US Marines Avenge Chinook Dead With Raid On Insurgents

US Marines Avenge Chinook Dead With Raid On Insurgents

PRESS ASSOCIATION -- The Taliban insurgents responsible for downing a US Chinook helicopter and killing 38 US and Afghan forces over the weekend have been killed themselves.

Marine Corps General John Allen said in Washington that forces learned where the insurgents had fled to and killed them in an early morning air strike.

The strike killed Taliban leader Mullah Mohibullah and the insurgent who fired the rocket-propelled grenade that downed the Chinook helicopter.

General Allen said that an F-16 airstrike on Monday took out fewer than 10 insurgents involved in the attack on the Chinook helicopter.

The military said intelligence gained on the ground provided a high degree of confidence that the insurgent who fired the grenade was the person killed.
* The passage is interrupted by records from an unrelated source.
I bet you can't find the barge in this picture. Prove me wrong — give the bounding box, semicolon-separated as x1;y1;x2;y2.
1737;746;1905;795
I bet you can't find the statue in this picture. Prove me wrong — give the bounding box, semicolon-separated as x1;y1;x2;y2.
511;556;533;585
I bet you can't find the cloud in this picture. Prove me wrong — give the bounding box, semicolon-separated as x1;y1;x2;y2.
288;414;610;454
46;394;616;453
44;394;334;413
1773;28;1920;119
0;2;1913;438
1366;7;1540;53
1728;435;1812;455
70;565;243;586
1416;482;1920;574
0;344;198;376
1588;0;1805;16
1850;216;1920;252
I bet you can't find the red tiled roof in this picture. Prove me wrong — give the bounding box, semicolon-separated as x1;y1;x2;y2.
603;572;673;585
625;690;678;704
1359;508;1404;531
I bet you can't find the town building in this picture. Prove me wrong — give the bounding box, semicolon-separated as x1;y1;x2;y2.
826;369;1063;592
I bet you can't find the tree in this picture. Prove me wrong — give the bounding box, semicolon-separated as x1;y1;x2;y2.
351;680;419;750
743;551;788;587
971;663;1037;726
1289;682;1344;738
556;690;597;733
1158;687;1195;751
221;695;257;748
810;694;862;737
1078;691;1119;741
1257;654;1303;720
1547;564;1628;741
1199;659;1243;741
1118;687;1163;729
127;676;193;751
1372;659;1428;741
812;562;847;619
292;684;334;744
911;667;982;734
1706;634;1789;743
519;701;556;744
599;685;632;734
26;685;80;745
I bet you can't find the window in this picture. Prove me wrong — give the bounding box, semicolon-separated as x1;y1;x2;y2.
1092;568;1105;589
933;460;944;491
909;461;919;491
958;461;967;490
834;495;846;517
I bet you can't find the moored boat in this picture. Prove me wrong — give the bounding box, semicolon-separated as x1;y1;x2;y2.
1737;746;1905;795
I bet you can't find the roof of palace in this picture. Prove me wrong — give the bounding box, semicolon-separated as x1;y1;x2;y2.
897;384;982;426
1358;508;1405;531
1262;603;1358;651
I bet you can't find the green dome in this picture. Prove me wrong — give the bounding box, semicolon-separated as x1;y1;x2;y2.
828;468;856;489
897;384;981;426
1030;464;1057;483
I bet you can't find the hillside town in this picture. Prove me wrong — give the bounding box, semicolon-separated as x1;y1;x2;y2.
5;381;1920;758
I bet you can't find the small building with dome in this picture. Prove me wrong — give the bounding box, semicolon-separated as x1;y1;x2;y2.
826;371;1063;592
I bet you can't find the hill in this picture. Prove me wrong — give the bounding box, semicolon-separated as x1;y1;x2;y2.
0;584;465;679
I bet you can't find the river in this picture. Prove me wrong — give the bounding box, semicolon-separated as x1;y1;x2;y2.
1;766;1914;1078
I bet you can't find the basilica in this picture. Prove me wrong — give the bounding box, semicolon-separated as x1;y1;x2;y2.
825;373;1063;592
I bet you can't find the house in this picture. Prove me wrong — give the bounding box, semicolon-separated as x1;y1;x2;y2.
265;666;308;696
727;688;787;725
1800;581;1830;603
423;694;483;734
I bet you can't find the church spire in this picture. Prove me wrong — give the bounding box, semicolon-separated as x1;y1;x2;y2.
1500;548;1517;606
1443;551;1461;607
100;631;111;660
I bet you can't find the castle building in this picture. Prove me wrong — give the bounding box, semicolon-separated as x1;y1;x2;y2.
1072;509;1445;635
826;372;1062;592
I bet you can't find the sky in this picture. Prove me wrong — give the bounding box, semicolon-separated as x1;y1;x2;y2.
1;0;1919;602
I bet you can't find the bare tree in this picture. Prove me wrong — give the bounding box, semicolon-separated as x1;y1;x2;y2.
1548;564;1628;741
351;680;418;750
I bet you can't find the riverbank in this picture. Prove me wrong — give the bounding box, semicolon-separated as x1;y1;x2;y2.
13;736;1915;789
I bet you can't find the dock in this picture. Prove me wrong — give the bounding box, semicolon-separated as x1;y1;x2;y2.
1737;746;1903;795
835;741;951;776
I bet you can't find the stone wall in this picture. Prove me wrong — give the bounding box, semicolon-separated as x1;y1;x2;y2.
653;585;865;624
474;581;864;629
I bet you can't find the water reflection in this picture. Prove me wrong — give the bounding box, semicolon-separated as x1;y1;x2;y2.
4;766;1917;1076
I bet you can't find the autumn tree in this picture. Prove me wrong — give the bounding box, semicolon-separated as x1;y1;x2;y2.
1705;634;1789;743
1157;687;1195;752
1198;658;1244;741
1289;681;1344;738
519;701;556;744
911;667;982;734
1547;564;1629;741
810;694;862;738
It did not provide further details.

General Allen defended the decision to send in the Chinook loaded with special operations forces to pursue insurgents escaping from the weekend firefight with Army Rangers in a dangerous region of Wardak province of eastern Afghanistan.

"We've run more than a couple of thousand of these night operations over the last year, and this is the only occasion where this has occurred," he said. "The fact that we lost this aircraft is not ... a decision point as to whether we'll use this aircraft in the future. It's not uncommon at all to use this aircraft on our special missions."

While officials believe the helicopter was shot down by a rocket-propelled grenade, General Allen said the military's investigation into the crash will also review whether small arms fire or other causes contributed to the crash.